De Experia barst van de elektronica, maar dat is allemaal enorm eenvoudig in te stellen. De knoppen zijn oude bekenden uit de Piaggio-groep en daarop is een van de vier rijmodi in een mum gekozen. Je kunt ook nog drie eigen rijmodi samenstellen. De mate van motorrem is in vier standen instelbaar. Van helemaal niets (voor het betere tweetaktgevoel) tot zeer flink. Bij het remmen wekt de motorfiets weer stroom op die terugvloeit naar de batterij. Het is niet daarvoor dat ik voor het hoogste niveau motorrem kies. Ik vind het gewoon fijn om de remmen zo min mogelijk aan te raken en alles op het gas te doen. Zelfs bergafwaarts remt de Experia flink af op de motor.
Als je wel op de rem gaat, dan maken de radiale Brembo vierzuiger remklauwen hun reputatie helemaal waar. Met veel gevoel en vertraging zet je de motor stil. Daarbij is het fijn dat de voorvork niet te diep duikt. ZF Sachs verzorgt voor- en achtervering en heeft die opdracht met verve uitgevoerd. De motorfiets is goed in balans en de demping is sportief ferm, maar niet oncomfortabel hard. Al durf ik dat laatste pas echt voor de volle honderd procent te beweren na een ritje over de slechtste kasseistroken van de wielerklassieker Parijs – Roubaix. In de Dolomieten voelt de Experia strak en hij laat zich ook niet door scheuren in het asfalt van de leg maken.
Het meest onvoorstelbaar aan de Experia is het rij- en stuurgemak. Vooraf ben je nog bevreesd voor een motorfiets van 260 kilo, maar in de eerste haarspeldbocht ben je al volledig één met dat gekke ding. Aan de hand tover je het gewicht niet weg – gelukkig beschikt de motor over een elektrische achteruitversnelling – maar rijdend verdwijnt het als sneeuw voor de zon. In het korte bochtenwerk druk je de motorfiets moeiteloos onder je weg en in de snelle bochten blijft alles strak. Een krappe lijn hou je moeiteloos aan en je prikt de motorfiets precies waar jij wil. Bij het vak ‘Bochten pakken’ staat kortom een enorm hoog rapportcijfer.

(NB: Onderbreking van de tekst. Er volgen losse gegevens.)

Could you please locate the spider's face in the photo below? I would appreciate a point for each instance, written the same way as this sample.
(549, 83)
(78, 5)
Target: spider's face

Onvoldoendes zijn er amper aan de andere kant. Oké, het prijskaartje is met € 31.659,- simpelweg pijnlijk, maar niet onredelijk in direct vergelijk met zijn concurrenten. Het gewicht blijft hoog. Het ontbreken van een parkeerrem voelt wel als een gemis. Je zet een (dure…) motorfiets toch net iets prettiger weg als hij niet van zijn standaard kan afrollen.
Hoe zit het met die andere potentiële onvoldoende die actieradius heet? Dat is dus geen onvoldoende. Na twee keer een veeleisend rondje van zestig kilometer te hebben gemaakt, zit de batterij net onder de vijftig procent en geeft het dashboard aan dat er nog eens 110 kilometer in het vat zitten. Die beloofde 208 kilometer lijkt er dus in te zitten. Dat begint ergens op te lijken. Al jaren roep ik dat het belachelijk is dat je vanuit de Randstad niet eens de TT van Assen kunt bezoeken op een elektrische motorfiets, maar deze Energica flikt het gewoon.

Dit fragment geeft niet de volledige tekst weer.